Figure 24 shows the execution time of each optimization algorithm when varying the modulation index.
These run times were obtained using a Dell G7 machine with an Intel(R) Core(TM) i7-8750H CPU at 2.20 GHz and 2.21 GHz, with 2 × 8 GB RAM at 2667 MHz, and a Windows 11 operating system.
Table 7 shows the minimum and maximum values reached by the execution times of each algorithm analyzed. As can be seen in
Figure 24, as well as
Table 7, the algorithm with the shortest execution time was the GA.
Figure 25 shows the absolute error between the desired modulation index and that obtained by the switching angles calculated by each of the algorithms.
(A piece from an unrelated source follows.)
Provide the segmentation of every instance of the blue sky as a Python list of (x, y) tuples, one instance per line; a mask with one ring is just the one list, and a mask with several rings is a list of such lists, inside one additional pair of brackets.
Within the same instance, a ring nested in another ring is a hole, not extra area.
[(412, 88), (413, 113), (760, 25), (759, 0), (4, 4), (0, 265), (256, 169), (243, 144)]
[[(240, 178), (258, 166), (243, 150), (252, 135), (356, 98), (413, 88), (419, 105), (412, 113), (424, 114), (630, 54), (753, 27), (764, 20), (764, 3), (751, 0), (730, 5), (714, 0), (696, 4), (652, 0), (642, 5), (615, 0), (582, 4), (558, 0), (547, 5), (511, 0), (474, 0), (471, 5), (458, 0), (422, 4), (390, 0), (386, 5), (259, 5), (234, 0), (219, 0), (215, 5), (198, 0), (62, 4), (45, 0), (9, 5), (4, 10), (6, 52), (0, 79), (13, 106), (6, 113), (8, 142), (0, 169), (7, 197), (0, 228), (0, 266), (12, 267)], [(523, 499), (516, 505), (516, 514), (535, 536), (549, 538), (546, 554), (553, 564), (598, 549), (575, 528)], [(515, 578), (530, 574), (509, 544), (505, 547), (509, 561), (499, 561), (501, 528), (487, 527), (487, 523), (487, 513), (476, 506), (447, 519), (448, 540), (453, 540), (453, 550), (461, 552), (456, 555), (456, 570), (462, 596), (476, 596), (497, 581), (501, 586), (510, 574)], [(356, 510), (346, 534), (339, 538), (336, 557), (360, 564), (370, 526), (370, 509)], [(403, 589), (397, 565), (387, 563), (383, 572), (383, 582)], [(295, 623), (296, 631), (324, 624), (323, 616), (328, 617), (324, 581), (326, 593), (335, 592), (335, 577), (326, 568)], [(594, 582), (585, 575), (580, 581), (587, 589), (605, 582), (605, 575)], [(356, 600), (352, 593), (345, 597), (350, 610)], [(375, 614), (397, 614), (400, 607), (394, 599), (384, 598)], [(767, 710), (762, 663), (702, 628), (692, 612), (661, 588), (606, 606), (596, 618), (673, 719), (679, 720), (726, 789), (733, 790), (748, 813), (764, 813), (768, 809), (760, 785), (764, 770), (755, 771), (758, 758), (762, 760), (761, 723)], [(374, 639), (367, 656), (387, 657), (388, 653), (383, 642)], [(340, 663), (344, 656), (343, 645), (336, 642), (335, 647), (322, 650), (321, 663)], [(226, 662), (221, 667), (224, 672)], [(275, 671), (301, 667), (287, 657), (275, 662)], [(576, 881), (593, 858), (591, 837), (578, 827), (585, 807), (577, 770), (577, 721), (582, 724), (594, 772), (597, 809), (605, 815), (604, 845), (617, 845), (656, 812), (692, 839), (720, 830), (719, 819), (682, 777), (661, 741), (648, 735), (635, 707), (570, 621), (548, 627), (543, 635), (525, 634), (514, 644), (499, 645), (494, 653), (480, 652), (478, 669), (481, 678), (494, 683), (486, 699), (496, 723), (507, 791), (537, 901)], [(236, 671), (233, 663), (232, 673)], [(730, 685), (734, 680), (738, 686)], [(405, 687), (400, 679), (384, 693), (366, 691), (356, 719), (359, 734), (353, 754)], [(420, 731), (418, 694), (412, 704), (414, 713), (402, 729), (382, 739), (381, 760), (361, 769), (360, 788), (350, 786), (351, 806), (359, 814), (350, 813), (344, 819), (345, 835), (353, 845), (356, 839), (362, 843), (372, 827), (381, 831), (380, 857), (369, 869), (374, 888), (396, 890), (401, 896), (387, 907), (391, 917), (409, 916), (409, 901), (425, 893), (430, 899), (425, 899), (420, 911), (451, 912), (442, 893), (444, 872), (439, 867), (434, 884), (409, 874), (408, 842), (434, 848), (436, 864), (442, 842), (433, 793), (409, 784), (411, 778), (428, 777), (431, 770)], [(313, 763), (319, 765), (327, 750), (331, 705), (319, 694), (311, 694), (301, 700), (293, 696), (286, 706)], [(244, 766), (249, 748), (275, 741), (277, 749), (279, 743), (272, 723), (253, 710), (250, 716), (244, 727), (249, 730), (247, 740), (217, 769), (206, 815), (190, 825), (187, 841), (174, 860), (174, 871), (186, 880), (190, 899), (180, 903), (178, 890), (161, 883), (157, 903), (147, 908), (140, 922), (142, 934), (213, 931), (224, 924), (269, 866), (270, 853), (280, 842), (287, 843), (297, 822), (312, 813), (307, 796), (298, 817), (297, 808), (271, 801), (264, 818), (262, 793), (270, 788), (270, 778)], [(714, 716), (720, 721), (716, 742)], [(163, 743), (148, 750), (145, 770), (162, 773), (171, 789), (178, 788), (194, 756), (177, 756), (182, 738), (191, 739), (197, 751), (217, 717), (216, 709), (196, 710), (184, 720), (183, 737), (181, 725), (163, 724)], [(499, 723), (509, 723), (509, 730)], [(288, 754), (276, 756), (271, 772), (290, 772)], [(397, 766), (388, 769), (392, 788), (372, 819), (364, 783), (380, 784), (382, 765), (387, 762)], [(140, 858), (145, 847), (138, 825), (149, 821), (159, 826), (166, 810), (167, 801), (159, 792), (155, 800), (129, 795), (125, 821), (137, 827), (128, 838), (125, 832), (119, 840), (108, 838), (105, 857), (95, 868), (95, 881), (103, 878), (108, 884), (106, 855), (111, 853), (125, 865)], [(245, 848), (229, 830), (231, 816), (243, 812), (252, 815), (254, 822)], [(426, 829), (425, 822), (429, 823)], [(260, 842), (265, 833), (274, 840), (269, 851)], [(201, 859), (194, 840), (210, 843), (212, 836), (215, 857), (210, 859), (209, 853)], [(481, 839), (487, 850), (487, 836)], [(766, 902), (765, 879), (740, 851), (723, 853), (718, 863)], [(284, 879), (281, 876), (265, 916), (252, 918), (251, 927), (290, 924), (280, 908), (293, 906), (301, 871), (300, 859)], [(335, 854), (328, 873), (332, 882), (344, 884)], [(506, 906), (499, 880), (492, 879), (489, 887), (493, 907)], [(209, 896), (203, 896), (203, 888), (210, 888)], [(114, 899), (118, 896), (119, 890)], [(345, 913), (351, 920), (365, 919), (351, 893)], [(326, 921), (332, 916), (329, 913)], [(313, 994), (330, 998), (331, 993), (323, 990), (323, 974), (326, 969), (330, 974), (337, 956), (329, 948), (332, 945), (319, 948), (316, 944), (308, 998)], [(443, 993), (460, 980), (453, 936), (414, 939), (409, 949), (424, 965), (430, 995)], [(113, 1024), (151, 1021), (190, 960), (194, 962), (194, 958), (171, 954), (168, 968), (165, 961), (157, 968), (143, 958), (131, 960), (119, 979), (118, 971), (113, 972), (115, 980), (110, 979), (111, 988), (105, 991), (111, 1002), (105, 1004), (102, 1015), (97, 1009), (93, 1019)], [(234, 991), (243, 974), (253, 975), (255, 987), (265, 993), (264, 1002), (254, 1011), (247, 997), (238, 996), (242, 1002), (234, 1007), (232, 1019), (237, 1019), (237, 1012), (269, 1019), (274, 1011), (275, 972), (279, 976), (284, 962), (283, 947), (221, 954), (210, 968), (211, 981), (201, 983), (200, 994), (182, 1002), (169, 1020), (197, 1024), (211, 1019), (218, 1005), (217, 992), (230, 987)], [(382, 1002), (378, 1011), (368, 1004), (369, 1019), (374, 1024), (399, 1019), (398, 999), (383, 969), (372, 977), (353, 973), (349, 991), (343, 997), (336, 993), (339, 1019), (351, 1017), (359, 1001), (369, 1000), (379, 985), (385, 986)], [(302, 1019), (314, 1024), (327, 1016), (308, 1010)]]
Again, those that had more intermittent behavior, in compliance with the expected and obtained modulation indices, were the GA algorithm and the DE algorithm, while the TLBO and PSO algorithms had absolute errors that were very close to zero. The equation with which the absolute errors were obtained is also shown.
In
Figure 26, a zoom-in on
Figure 25 is shown to establish which of the two algorithms mentioned had the lowest absolute error, which was the TLBO algorithm.
6. Conclusions
The main objectives, which were to analyze the TLBO algorithm and optimize the percentage of THD in a seven-level cascaded H-bridge multilevel inverter, were satisfactorily reached, and the simulation and analysis of the results were conducted successfully.
In order to compare the results, it was decided to add other algorithms to observe the behavior of the algorithm of interest, as well as to perform a sweep of the modulation index. All this was carried out, and the expected results were obtained, and an they were analyzed through graphs and statistics on the behaviors of the algorithms compared to the others.
Through the findings of this study, it can be concluded that the TLBO algorithm is a metaheuristic method that allows the solution of optimization problems, It can be considered a recent algorithm, since it was created 11 years prior to the writing of this paper.
One of the most important features of this algorithm is that it has no parameters. The only information that users must enter are the population, the design variables, the maximum number of iterations, and the target function. The analysis of the TLBO algorithm allowed us to conclude that it is an efficient optimization method, capable of solving and optimizing problems with one or several objectives (and one or several objective functions), with various constraints, or even without them. It is a practical algorithm, since it does not require any adjustments to the control parameters, which facilitates its application to various types of problem. However, it was also shown to be a slow algorithm compared to others, albeit capable implementation even in real time for the optimization of problems.